Voices Beyond Borders: Connecting students in Manchester and Gaza

“In Gaza, communication was life itself. People knew each other’s news every moment through a message, a call, a photo sent on an app, or a laugh shared on a livestream.

“Then, suddenly, the voices disappeared. Cell towers went dark, signals vanished, and the blue ticks on WhatsApp froze in time. At first, people thought it was just a temporary outage. But days passed, then weeks, and then long, endless months Gaza was completely cut off from the world. There was no internet, no phone network, not even a steady radio signal. People lived inside walls of silence, unable to know what was happening beyond their street.

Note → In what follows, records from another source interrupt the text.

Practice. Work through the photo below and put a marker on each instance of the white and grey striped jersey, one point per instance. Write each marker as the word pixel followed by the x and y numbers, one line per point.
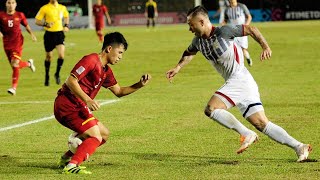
pixel 236 15
pixel 220 49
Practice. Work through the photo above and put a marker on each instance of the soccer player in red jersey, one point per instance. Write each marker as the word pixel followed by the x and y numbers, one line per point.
pixel 99 11
pixel 75 100
pixel 10 21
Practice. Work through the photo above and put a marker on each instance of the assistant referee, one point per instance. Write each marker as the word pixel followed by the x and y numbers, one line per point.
pixel 50 16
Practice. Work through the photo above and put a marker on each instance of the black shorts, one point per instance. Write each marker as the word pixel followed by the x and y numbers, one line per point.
pixel 52 39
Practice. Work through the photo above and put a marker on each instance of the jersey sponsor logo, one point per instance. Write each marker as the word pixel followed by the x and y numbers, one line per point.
pixel 80 70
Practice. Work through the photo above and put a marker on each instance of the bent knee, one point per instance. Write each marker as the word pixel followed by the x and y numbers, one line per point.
pixel 208 110
pixel 259 123
pixel 105 134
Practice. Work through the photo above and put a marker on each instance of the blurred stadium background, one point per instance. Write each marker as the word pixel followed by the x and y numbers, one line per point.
pixel 130 12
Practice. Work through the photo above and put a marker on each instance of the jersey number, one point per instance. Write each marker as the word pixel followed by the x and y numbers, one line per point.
pixel 10 23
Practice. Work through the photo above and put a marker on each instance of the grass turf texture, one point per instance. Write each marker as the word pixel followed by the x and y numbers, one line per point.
pixel 160 132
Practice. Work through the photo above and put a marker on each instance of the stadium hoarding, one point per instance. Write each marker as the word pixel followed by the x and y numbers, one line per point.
pixel 140 19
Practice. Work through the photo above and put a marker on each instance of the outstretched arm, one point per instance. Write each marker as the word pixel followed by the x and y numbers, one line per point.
pixel 33 37
pixel 257 36
pixel 123 91
pixel 185 59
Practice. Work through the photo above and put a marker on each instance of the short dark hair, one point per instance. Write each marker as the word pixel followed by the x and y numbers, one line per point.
pixel 197 10
pixel 114 38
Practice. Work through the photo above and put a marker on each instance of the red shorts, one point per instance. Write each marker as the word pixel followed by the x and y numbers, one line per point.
pixel 13 54
pixel 99 25
pixel 73 115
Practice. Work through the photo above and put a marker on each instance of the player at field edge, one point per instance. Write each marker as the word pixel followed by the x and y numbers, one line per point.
pixel 12 37
pixel 50 16
pixel 75 100
pixel 151 12
pixel 240 89
pixel 100 10
pixel 237 14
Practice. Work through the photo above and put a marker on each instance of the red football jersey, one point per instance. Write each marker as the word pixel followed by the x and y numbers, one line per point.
pixel 99 11
pixel 91 75
pixel 10 28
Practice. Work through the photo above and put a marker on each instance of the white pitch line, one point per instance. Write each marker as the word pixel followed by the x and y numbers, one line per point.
pixel 27 102
pixel 102 103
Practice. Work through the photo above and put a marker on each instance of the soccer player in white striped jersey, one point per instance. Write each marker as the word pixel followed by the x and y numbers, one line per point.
pixel 240 89
pixel 237 14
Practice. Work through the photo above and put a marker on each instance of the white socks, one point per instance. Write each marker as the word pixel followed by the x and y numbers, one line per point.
pixel 278 134
pixel 226 119
pixel 246 54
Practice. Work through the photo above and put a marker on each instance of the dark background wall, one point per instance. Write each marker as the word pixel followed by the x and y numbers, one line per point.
pixel 281 7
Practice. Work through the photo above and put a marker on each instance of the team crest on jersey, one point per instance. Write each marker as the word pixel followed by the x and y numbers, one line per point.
pixel 80 70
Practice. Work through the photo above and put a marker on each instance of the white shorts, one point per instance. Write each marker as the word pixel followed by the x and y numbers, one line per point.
pixel 242 41
pixel 242 91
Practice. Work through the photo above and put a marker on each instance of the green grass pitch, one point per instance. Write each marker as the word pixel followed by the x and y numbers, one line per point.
pixel 161 132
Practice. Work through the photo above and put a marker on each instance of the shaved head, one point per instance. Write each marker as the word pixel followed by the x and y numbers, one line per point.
pixel 197 10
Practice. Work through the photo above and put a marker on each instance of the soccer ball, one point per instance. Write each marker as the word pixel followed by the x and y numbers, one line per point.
pixel 74 142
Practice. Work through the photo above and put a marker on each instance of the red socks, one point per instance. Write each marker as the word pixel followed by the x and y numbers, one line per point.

“After those long, heavy months, the sound returned slowly, carefully. In some neighbourhoods, the signal appeared first, and people gathered around the few who had a working phone. Each waited their turn to send one short message, but each word was a heartbeat: ‘I’m alive’, ‘We made it’, ‘Tell my mother I’m safe’.”

Those are the evocative words written by a Manchester student, reflecting what his learning buddy in Gaza had told him about her experience during the siege.

After overcoming significant challenges, such as accessing a reliable internet connection in a warzone, students in Gaza and Manchester have been learning together, and supporting each other through an intercultural exchange project run as part of the University’s MA TESOL (Teaching English to Speakers of Other Languages) degree course.

Through the Voices Beyond Borders project, Chinese students studying at the Manchester Institute of Education have been paired with young Palestinians being taught English in Gaza by a University of Manchester alumnus. The project was enabled by social responsibility funding from the Faculty of Humanities and the School of Environment, Education and Development at The University of Manchester.

The two cohorts met initially over Teams, before being paired up for weekly one-to-one catch-ups via messaging or video calls, with group-to-group meetings every few weeks. These communications not only allow both parties to support each other’s English language development, they also allow both parties to connect on a human level through intercultural interactions.